In North America, on January 30, US President Trump nominated Kevin Warsh to succeed Jerome Powell as chair of the Board of Governors of the Federal Reserve. After being confirmed by the US Senate, Warsh would become chair when Powell’s term ends in May. In our view, financial markets should welcome Warsh’s appointment. Warsh has experience, having served as a governor of the Federal Reserve Board from 2006-2011. He was present for all major decisions during the global financial crisis and therefore understands well both the everyday and crisis-management tools and role of the Fed.   

In Asia Pacific, markets had a mixed showing in January, enduring renewed concerns of geopolitical uncertainties and US tariff threats. We nonetheless maintain our constructive view on the regional outlook. APAC companies have navigated the worst of global trade headwinds and, barring surprise macroeconomic shocks, should see faster growth in 2026. Supportive monetary or fiscal policies across a range of key APAC markets—such as India, Japan and potentially China—may provide a conducive backdrop as well.     

In Europe, in many important respects, we emerge in 2026 with a manifestly different Europe than in recent years, one molded by years of financial turmoil, Brexit, energy crises, war in Ukraine and now, difficult trading relations with the United States. We believe this new Europe has the potential to undo more than a decade of global equity market underperformance, with 2025 beginning to reveal early signs of that shift. The debate triggered by former European Bank Central Bank President Mario Draghi’s report on European competitiveness highlighted a growing recognition that structural reform, capital investment and improved policy coordination are no longer optional. That acknowledgement, alongside a more pragmatic fiscal stance in Germany and a clearer commitment to collective defense spending, points to a region with a more durable growth outlook than investors have been accustomed to.

Market review: January 2026

Global equity markets advanced in January, though returns were uneven across regions as geopolitical developments, sector rotation and policy-related uncertainty shaped investor positioning. The MSCI World Index rose on the back of strong gains in Europe and continued resilience in parts of Asia, while US equities lagged. Risk appetite was robust early in the month. However, momentum moderated later in January as markets contended with heightened geopolitical tensions, growing scrutiny of US monetary policy independence and the early stages of fourth-quarter earnings season.

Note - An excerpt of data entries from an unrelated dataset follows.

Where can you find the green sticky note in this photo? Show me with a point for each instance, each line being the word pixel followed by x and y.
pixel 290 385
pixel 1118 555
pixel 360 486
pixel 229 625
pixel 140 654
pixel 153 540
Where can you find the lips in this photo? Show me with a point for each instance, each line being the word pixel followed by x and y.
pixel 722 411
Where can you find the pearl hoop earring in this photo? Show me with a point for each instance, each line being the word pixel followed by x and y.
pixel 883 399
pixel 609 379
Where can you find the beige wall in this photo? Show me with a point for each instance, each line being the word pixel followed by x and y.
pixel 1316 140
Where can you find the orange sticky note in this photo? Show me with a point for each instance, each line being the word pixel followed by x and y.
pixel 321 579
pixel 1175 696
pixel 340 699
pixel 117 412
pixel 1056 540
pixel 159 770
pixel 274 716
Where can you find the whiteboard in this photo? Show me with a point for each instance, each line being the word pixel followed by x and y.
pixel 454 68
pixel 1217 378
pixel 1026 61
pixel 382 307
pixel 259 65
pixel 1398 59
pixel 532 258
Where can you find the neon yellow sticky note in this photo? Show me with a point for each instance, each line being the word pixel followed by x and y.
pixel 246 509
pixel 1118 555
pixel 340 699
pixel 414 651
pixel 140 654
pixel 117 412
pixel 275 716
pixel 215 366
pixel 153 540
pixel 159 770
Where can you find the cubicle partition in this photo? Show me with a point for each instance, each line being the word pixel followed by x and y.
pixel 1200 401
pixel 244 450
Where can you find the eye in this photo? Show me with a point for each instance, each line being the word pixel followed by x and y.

Sector dispersion was a defining feature of the month. Defense, industrials and selected technology segments outperformed, reflecting elevated geopolitical risk and continued investment in strategic and security-related themes, while consumer-oriented sectors and parts of global growth underperformed. Commodities and precious metals benefited intermittently from geopolitical uncertainty and concerns around resource security, contributing to strength in materials-heavy markets.